Original URL: https://www.theregister.com/2008/01/02/nasa_airline_safety/

NASA denies cover-up on airline safety

Nothing to see here

By John Oates

Posted in Science, 2nd January 2008 13:08 GMT

NASA has denied covering up its first survey of airline pilots on safety, despite releasing the figures late on New Year's Eve and in pdf format rather than Excel files, making independent number-crunching more difficult.

The National Aviation Operational Monitoring Service talked to 8,000 pilots between April 2001 and December 2004. It received more than 25,000 responses to its survey.

Early indications suggested that the research found that incidents like near-misses and runway problems occur much more often than previously believed.

But NASA's decision to redact the information and to only publish it in pdf format severely limited the media's ability to interpret the data, and sparked suggestions it was burying bad news.

Whole rows and columns of data have been removed in order to maintain anonymity, rows were also reordered and individual entries were selectively edited.

NASA originally delayed releasing any of the information because of fears it would damage the aviation industry.

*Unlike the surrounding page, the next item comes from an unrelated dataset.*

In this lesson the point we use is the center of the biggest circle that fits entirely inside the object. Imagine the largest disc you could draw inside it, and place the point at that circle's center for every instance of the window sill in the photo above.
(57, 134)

NASA spent $11m on the research.

NASA administrator Michael Griffin said the information was not of any interest to travellers. Griffin said the agency was not intending to do any more work with the data which was collected to test different methods of gathering data rather than to prove anything about airline safety.

The space agency all but disowned its own data. A disclaimer on its website warned that neither the survey responses nor the data had been peer-reviewed. Therefore NASA warned: "No product of the NAOMS project, including the survey methodology, the survey responses, and any analysis of the responses, should be viewed or considered at this stage as having been validated."

US politicians have promised to push NASA to release more information. The survey was originally to be extended to include airline mechanics and cabin staff.